Actually, this is really weird for me. Since I gave up video games for lent, I've realized how much time I wasted with them. Actually, no. That's not true. I've noticed how much time I sit in front of my computer waiting for the end of lent so I'll allow myself to play video games. I sit there trying to figure out what to do, and then end up doing nothing useful.
Now as lent comes to a close, I actually sort of fear the end of lent. Instead of feeling as though I'd be free to play video games. I feel as though I'd be entering into a form of imprisonment. I really just wonder if I can go back to normal life and not overdo video games after lent.
Of course, the first three weeks I didn't even play video games on Sunday though I could have. More recently though, in an attempt to make another sort of change in my life, I've tried to quit studying on Sunday and just enjoy God's day of rest. So, this last Sunday I probably played video games for about eight hours and watched at least three if not four movies. It seems contradictory to me too.
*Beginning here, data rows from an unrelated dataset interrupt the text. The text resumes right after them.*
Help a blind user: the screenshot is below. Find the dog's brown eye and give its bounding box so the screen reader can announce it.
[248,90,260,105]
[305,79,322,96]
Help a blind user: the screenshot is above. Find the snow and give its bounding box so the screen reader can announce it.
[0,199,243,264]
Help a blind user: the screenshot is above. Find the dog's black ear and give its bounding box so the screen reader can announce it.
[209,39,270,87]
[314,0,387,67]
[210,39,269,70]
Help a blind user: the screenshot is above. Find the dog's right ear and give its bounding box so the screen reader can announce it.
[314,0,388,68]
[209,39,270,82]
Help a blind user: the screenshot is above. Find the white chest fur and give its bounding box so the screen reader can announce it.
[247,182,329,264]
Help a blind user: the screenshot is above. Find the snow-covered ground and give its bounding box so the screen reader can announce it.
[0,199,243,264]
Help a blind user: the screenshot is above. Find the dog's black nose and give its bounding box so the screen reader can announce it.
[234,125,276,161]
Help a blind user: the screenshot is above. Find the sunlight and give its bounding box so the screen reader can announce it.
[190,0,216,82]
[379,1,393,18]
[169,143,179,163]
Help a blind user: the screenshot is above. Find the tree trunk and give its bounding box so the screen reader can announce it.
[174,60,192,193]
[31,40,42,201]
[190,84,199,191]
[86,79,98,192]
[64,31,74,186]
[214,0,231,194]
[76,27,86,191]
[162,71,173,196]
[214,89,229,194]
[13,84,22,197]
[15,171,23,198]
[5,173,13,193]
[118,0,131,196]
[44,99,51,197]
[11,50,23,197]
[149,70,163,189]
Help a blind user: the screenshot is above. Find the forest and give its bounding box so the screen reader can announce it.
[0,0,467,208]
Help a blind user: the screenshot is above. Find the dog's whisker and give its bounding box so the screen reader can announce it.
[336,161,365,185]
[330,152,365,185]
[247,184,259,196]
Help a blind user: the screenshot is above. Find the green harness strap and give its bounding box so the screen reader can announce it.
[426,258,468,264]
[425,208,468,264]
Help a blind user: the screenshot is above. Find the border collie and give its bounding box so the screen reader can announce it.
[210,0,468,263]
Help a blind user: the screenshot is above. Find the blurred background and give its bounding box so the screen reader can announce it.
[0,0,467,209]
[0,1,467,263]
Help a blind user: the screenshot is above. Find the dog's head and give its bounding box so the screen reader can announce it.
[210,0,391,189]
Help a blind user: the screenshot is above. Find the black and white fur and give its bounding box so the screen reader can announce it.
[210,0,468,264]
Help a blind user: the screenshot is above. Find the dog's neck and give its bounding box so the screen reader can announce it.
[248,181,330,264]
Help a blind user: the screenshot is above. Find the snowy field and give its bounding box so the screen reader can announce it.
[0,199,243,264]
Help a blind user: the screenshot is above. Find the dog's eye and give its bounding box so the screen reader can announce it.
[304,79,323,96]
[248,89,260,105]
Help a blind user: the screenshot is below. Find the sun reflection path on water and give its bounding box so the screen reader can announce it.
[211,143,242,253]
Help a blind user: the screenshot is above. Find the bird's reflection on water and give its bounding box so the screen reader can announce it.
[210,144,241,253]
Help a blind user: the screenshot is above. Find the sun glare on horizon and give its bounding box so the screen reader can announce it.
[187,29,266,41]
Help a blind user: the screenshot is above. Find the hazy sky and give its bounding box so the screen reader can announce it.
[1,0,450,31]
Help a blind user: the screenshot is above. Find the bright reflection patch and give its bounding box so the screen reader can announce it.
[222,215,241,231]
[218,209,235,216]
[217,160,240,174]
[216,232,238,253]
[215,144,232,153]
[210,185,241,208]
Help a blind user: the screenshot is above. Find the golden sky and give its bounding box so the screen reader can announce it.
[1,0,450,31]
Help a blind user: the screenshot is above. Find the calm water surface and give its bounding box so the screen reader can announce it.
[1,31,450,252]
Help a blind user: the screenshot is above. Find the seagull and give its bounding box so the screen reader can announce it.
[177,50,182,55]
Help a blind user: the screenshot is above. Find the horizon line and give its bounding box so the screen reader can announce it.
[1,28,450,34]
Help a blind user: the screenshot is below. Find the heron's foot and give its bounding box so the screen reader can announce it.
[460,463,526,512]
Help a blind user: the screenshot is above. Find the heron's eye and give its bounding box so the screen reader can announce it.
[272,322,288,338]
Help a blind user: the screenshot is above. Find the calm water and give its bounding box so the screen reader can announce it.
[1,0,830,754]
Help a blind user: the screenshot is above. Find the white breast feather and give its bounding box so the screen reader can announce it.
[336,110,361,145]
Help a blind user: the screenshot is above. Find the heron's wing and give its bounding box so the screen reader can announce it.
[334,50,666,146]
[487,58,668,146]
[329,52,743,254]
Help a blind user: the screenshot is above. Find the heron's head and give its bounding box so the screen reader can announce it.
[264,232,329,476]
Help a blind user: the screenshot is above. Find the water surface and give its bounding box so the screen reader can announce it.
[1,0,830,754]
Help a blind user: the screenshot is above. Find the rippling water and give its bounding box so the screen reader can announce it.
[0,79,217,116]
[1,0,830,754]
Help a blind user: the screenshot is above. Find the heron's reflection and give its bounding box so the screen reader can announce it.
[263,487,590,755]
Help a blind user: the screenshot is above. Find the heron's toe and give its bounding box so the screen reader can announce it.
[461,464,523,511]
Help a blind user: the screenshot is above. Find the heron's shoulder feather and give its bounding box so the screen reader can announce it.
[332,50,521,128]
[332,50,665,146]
And because of all this time freed by not doing video games, I wonder why I can't seem to focus this semester. Before it was never an issue. I'd study and study and study based on whatever I needed to do well on. Then I'd just go home and sleep or do my own thing. This semester though, I have senioritis, I guess. However, a large part of it is that I've realized a lot of things this semester and have become disillusioned. It's probably because I have to take a huge step out into the world in the near future and I'm over thinking things again.